Carlos tenía un cierto retraso intelectual. No se llevaba mal con nadie, salvo cuando le venían los arrebatos y se ponía contestador. Mariela y Paola, en cambio, comenzaron a tener conflictos. No era fácil para la hermana mayor tratar a Paola, a quien había tenido en los brazos y ahora veía como adulta, cuidando Mirza, la más chica. “La Paola era como una niña grande, ¡pero tenía apenas seis años! Me quería mandar a mí. Nos empezamos a llevar mal. Éramos peleadoras. Nunca parábamos de discutir. Yo, además, tenía miedo de que Simón me tratara mal, porque hay padrastros que te odian. Pero mi tío Simón nos compraba cosas por igual a las tres”.

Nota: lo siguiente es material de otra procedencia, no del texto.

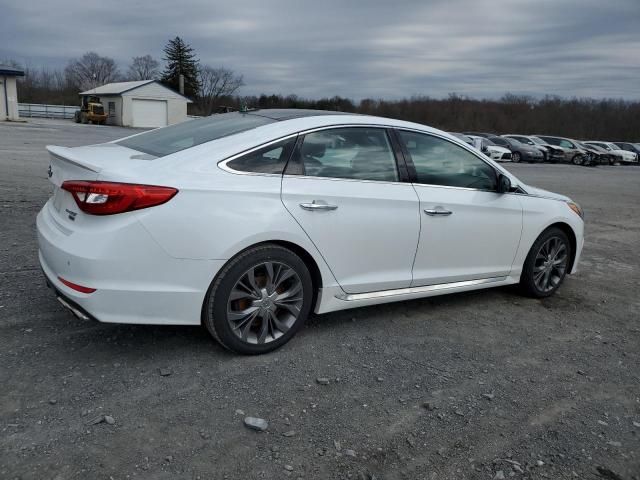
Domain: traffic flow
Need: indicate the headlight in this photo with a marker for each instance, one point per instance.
(576, 208)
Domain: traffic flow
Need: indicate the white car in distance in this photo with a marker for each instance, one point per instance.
(613, 148)
(490, 149)
(246, 222)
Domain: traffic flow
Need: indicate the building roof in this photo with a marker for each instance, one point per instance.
(11, 71)
(116, 88)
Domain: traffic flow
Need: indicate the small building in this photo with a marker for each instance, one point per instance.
(145, 103)
(9, 92)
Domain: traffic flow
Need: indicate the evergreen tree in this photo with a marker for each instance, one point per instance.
(181, 59)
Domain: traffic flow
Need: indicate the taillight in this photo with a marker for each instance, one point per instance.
(108, 198)
(76, 287)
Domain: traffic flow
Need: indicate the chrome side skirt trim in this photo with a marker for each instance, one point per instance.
(417, 290)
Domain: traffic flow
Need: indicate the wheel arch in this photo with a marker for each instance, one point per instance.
(566, 228)
(307, 258)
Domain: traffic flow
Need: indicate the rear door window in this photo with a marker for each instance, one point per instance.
(440, 162)
(356, 153)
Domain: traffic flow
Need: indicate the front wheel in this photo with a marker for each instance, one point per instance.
(260, 299)
(546, 264)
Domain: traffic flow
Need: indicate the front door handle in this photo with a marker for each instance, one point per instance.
(437, 212)
(313, 206)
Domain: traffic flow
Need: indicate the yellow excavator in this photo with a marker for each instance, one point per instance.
(91, 111)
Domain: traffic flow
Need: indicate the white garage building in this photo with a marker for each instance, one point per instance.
(9, 92)
(146, 103)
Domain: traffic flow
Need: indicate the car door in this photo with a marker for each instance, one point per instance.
(343, 187)
(468, 230)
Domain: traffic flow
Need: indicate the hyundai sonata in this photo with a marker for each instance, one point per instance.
(246, 222)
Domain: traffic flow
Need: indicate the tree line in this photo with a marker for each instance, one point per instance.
(578, 118)
(213, 87)
(204, 84)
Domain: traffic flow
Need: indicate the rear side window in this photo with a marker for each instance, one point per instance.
(168, 140)
(354, 153)
(270, 159)
(440, 162)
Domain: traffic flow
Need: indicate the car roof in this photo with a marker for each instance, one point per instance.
(280, 114)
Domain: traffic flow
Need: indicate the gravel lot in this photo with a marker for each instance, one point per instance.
(481, 385)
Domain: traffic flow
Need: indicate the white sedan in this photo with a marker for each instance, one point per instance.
(613, 148)
(490, 149)
(246, 222)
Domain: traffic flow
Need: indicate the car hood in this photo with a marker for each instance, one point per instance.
(539, 192)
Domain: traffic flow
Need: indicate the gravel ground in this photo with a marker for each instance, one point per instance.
(483, 385)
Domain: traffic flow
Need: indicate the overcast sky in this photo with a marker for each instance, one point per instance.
(354, 48)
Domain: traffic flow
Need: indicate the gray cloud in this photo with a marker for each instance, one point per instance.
(357, 48)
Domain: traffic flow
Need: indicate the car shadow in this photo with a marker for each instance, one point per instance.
(137, 341)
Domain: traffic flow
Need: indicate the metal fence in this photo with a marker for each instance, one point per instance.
(46, 111)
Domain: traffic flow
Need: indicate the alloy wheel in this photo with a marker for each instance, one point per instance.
(265, 302)
(550, 264)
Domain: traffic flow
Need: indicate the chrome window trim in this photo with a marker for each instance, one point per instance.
(350, 297)
(223, 163)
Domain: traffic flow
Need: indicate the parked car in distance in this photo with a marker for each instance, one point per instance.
(602, 155)
(629, 147)
(573, 152)
(592, 156)
(245, 222)
(479, 134)
(465, 138)
(490, 149)
(551, 153)
(630, 157)
(519, 151)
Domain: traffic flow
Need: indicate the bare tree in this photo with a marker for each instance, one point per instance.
(91, 70)
(143, 68)
(216, 83)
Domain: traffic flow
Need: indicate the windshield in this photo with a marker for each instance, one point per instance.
(168, 140)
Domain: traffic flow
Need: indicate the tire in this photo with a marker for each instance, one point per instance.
(537, 280)
(261, 322)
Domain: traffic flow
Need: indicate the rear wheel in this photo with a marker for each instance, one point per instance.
(259, 300)
(546, 265)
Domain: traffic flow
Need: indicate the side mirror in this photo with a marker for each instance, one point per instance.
(504, 184)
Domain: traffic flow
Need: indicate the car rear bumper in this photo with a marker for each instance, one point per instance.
(135, 280)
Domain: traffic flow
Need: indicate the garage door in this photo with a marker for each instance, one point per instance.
(149, 113)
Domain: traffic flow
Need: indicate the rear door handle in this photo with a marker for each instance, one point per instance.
(317, 205)
(437, 212)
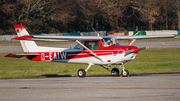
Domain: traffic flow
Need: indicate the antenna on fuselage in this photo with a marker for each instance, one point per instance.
(95, 31)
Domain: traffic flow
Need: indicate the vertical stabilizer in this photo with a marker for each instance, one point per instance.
(28, 46)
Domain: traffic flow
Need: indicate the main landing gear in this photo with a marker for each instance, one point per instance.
(114, 72)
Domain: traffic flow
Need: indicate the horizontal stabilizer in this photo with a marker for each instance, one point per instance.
(19, 55)
(142, 48)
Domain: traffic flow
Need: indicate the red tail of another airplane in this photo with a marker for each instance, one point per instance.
(28, 46)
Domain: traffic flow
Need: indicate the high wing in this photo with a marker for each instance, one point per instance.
(58, 38)
(20, 55)
(144, 37)
(87, 38)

Mantener a ese crecido familión puso más difícil la situación económica de los Pacajes Canqui. Entonces Simón decidió dejar el Valle de Azapa e ir a buscar nuevos rumbos a Copiapó, atraído por el auge de las mineras.

EN LA TIERRA DE LAS RICAS MINAS

En Arica hay trabajo, pero no es tan bien pagado como en Copiapó, donde las calles se ven copadas por vehículos del año. Simón no pretendía tener auto; ni se lo soñaba. Sólo buscaba una cierta tranquilidad con su familia.

Dejó a Mery con los cuatro hijos en Arica y viajó 1.270 kilómetros a la ciudad minera de la III Región. “Teníamos que hacernos de nuevo”, cuenta, recordando esos 15 primeros días que pasó solo en la tierra donde muchos buscan hacerse ricos.

Lo primero que tuvo a la vista fue encontrar un lugar donde pudiera llegar su familia.